Steril war gestern: Das Mikrobiom der Harnblase

In und auf uns leben zehnmal mehr Mikroben als der Mensch Zellen hat. Optimierte Verfahren zur Urinkultur und die modernen Sequenzierungstechniken geben Forschern immer tiefere Einblicke in das ökologische Geflecht dieser Kommensalen – und sie haben durchaus auch Auswirkungen auf die Urologie.

Von einer nützlichen kommensalen Flora auf unseren Schleimhäuten

In und auf uns leben zehnmal mehr Mikroben als der Mensch Zellen hat. Optimierte Verfahren zur Urinkultur und die modernen Sequenzierungstechniken geben Forschern immer tiefere Einblicke in das ökologische Geflecht dieser Kommensalen – und sie haben durchaus auch Auswirkungen auf die Urologie.

Noch immer gilt die Urinkultur als der Goldstandard zum Nachweis einer Bakteriurie. Mit ihr lassen sich sehr schnell wachsende, aerobe Uropathogene anzüchten. Doch langsam wachsende Anaerobier sind damit nicht zu erfassen. Dank der neuen 16S-rRNA-Sequenzanalyse wird diese Schwäche der Urinkultur jedoch aufgehoben.

Auf diese Weise sind in den vergangenen Jahren zahlreiche neue Bakterienspezies im Urin von Gesunden, asymptomatischen oder auch symptomatischen Patienten ermittelt worden. Das überraschende Ergebnis: Der Harntrakt des Menschen ist keineswegs steril, sondern beherbergt ein für Mann und Frau jeweils individuell verschiedenes Mikrobiom.

Mikrobiom und Dysbiose

Die moderne Mikrobiomforschung zeigt eines ganz deutlich: Insbesondere die apathogenen Bakterien, die den menschlichen Körper besiedeln, sollten als Kommensalen verstanden werden, zum Teil bestehen sogar Beziehungen zu beiderseitigem Nutzen, denn mehr als ein Drittel der im Blut zirkulierenden Stoffwechselprodukte ist bakteriellen Ursprungs, man denke nur an einige Vitamine.

Die kommensale Flora auf der Oberfläche der Schleimhäute hält zudem – zusätzlich zum menschlichen Immunsystem – pathogene Keime davon ab, Fuß zu fassen. Kommt es aber zu einer Störung oder Verschiebung der Mikrobiomzusammensetzung, beispielsweise infolge einer Antibiotikatherapie, treten in vielen Fällen Kollateralschäden am Mikrobiom des Körpers auf, was wiederum Pathogene begünstigt.

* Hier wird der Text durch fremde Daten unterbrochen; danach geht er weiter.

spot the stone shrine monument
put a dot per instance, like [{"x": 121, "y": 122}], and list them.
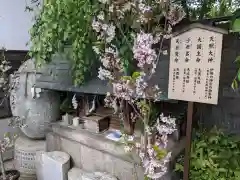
[{"x": 35, "y": 109}]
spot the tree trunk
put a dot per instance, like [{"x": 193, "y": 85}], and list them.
[{"x": 4, "y": 177}]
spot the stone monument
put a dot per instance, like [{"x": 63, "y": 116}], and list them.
[
  {"x": 36, "y": 109},
  {"x": 25, "y": 154},
  {"x": 55, "y": 165}
]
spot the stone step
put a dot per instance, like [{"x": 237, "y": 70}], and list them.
[{"x": 79, "y": 174}]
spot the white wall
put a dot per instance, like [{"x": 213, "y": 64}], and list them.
[{"x": 14, "y": 24}]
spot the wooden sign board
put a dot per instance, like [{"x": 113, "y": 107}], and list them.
[{"x": 194, "y": 69}]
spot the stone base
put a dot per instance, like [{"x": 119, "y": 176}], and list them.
[
  {"x": 94, "y": 152},
  {"x": 79, "y": 174},
  {"x": 25, "y": 156}
]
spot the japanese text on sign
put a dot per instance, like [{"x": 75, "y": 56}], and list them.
[{"x": 195, "y": 66}]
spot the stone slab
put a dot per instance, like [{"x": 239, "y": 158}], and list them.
[
  {"x": 92, "y": 152},
  {"x": 55, "y": 165},
  {"x": 25, "y": 154},
  {"x": 79, "y": 174}
]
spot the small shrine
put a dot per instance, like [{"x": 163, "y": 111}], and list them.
[{"x": 90, "y": 132}]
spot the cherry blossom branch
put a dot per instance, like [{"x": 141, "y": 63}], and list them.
[{"x": 136, "y": 111}]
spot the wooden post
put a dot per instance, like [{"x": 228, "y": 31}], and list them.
[{"x": 188, "y": 141}]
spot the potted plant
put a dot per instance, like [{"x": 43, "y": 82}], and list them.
[{"x": 7, "y": 142}]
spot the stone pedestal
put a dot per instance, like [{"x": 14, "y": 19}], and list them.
[
  {"x": 55, "y": 165},
  {"x": 25, "y": 156},
  {"x": 93, "y": 152},
  {"x": 79, "y": 174}
]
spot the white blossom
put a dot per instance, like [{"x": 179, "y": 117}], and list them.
[
  {"x": 104, "y": 74},
  {"x": 96, "y": 25},
  {"x": 101, "y": 15},
  {"x": 96, "y": 50},
  {"x": 74, "y": 102}
]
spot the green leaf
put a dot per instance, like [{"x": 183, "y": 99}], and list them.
[
  {"x": 234, "y": 84},
  {"x": 179, "y": 167},
  {"x": 236, "y": 25}
]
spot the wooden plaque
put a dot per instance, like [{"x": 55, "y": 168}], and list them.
[{"x": 194, "y": 69}]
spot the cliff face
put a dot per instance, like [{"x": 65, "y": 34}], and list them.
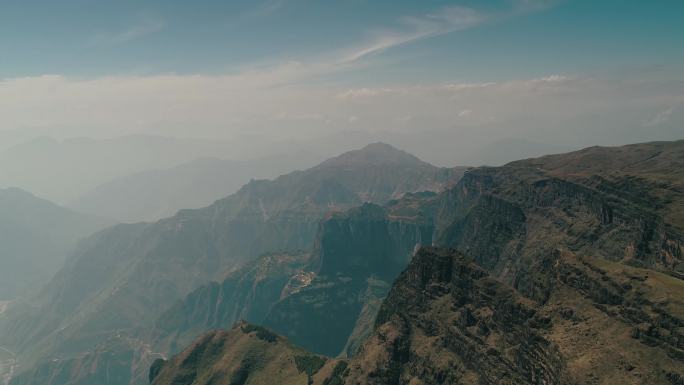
[
  {"x": 557, "y": 274},
  {"x": 357, "y": 256},
  {"x": 246, "y": 354},
  {"x": 123, "y": 278},
  {"x": 508, "y": 217},
  {"x": 446, "y": 321}
]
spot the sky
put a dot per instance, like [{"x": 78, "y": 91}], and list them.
[{"x": 564, "y": 73}]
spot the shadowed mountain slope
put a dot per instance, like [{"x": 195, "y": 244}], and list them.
[
  {"x": 554, "y": 277},
  {"x": 35, "y": 237},
  {"x": 121, "y": 279}
]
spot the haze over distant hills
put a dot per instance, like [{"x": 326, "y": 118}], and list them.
[
  {"x": 35, "y": 237},
  {"x": 64, "y": 170},
  {"x": 155, "y": 194},
  {"x": 564, "y": 269},
  {"x": 113, "y": 288}
]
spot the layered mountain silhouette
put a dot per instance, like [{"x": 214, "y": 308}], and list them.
[
  {"x": 112, "y": 290},
  {"x": 35, "y": 238},
  {"x": 155, "y": 194},
  {"x": 557, "y": 270}
]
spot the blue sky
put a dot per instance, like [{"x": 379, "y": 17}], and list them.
[
  {"x": 570, "y": 72},
  {"x": 519, "y": 38}
]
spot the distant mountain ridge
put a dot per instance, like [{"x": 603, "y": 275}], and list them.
[
  {"x": 124, "y": 277},
  {"x": 35, "y": 237},
  {"x": 155, "y": 194},
  {"x": 545, "y": 276}
]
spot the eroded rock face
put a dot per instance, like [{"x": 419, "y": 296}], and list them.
[
  {"x": 446, "y": 321},
  {"x": 357, "y": 256},
  {"x": 245, "y": 354}
]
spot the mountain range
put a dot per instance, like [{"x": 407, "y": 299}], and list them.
[
  {"x": 564, "y": 269},
  {"x": 375, "y": 267},
  {"x": 111, "y": 291},
  {"x": 35, "y": 238}
]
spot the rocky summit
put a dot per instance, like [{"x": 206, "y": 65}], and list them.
[{"x": 543, "y": 271}]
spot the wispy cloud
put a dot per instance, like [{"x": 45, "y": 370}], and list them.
[
  {"x": 660, "y": 118},
  {"x": 143, "y": 27},
  {"x": 440, "y": 22},
  {"x": 414, "y": 28}
]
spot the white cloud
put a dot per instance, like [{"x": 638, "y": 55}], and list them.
[{"x": 660, "y": 118}]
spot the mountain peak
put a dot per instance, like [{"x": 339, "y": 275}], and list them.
[{"x": 378, "y": 153}]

Solche Störungen werden als Dysbiose bezeichnet und könnten tatsächlich Krankheitsbilder, z. B. bei urologischen Patienten nach sich ziehen, wie erste Daten aus kleineren Pilotstudien gezeigt hatten. So fand sich bei 74 Patienten mit Dranginkontinenz eine höhere mikrobielle Diversität im Urin, wobei Gardnerellen hier deutlich überwogen. Im Vergleich dazu hatte die gesunde Kontrollgruppe eine geringere Mikrobiomdiversität und es überwogen die Lactobazillen. Interessant war darüber hinaus, dass Patienten mit einer Dranginkontinenz und höherer Mikrobiomdiversität sehr viel schlechter auf die medikamentöse Therapie ansprachen.  

Bedeutung für die Praxis

Neben der Dranginkontinenz scheinen Veränderungen im Mikrobiom des Harntraktes ebenfalls bei der interstitiellen Cystitis und bei Prostatabeschwerden eine Rolle zu spielen. Jedoch handelt es sich in allen Fällen lediglich um erste Befunde aus einzelnen Pilotstudien, die noch mit der nötigen Vorsicht zu interpretieren sind.

Dennoch könnte das Modell einer Dysbiose ein weiterer Erklärungsansatz sein, weshalb Antibiotika bei einer asymptomatischen Bakteriurie nicht mehr angewendet werden sollen. Denn dadurch stiege auch die Gefahr für Kollateralschäden und für eine Dysbiose, z. B. als Grundlage symptomatischer oder rezidivierender Harnwegsinfektionen.

Quelle:
Magistro G., Mikrobiom der Blase und Prostata – Was ist eine Bakteriurie?; Forumssitzung F26 "MRE und Hygiene in der Praxis", DGU-Kongress, 22.09.2017, Messe Dresden.